19.5. Improving Server Availability with Memory Technologies | HP ProLiant Servers AIS: Official Study Guide and Desk Reference

< Day Day Up >

Chapter 3 explained key memory concepts along with technologies used to detect and correct memory errors. This subsection explains methods and technologies relating to memory that can be used to improve server availability, including the following:

Online spare memory
Single-board mirrored memory
Hot-plug mirrored memory
Hot Plug RAID Memory

19.5.1 Online Spare Memory

Online spare memory technology enables a ProLiant server to remain available even if a DIMM records an excessive number of single-bit errors. Online spare memory increases availability by enabling an administrator to wait until a scheduled downtime to replace a faulty DIMM.

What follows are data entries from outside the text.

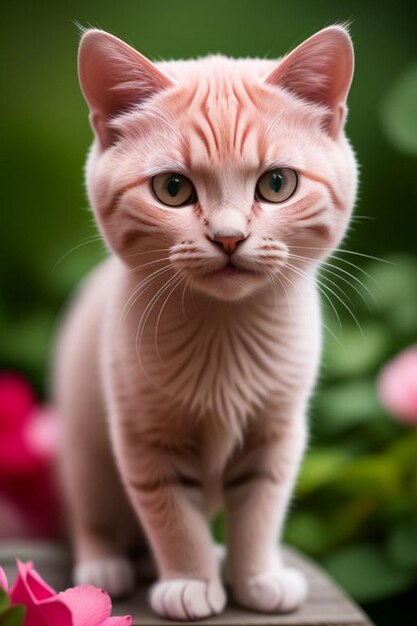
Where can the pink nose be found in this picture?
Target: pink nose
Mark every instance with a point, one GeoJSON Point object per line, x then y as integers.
{"type": "Point", "coordinates": [229, 242]}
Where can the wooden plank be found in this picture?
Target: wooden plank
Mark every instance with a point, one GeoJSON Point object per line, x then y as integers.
{"type": "Point", "coordinates": [327, 605]}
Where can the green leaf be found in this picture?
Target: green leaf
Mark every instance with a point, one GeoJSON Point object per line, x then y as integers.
{"type": "Point", "coordinates": [366, 573]}
{"type": "Point", "coordinates": [320, 468]}
{"type": "Point", "coordinates": [398, 112]}
{"type": "Point", "coordinates": [345, 405]}
{"type": "Point", "coordinates": [13, 616]}
{"type": "Point", "coordinates": [357, 353]}
{"type": "Point", "coordinates": [308, 532]}
{"type": "Point", "coordinates": [375, 476]}
{"type": "Point", "coordinates": [402, 544]}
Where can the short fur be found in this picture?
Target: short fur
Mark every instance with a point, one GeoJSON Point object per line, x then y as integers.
{"type": "Point", "coordinates": [183, 386]}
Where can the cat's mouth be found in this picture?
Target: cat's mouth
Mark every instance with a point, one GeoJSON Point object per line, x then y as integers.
{"type": "Point", "coordinates": [230, 269]}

Online spare memory provides a spare memory bank for systems that detect excessive single-bit errors. When a memory bank with a faulty DIMM is detected, it automatically fails over to (is replaced by) a spare bank of DIMMs, as shown in Figure 19-1.

Figure 19-1. Online spare memory.

In earlier-generation servers and in servers without online spare memory, when a memory module experiences an excessive number of correctable single-bit errors, the system issues a prefailure warning and the DIMM continues to function in its degraded state. If this occurs, the recommended procedure is to power-off the server as soon as possible, replace the faulty DIMM, and restart the system.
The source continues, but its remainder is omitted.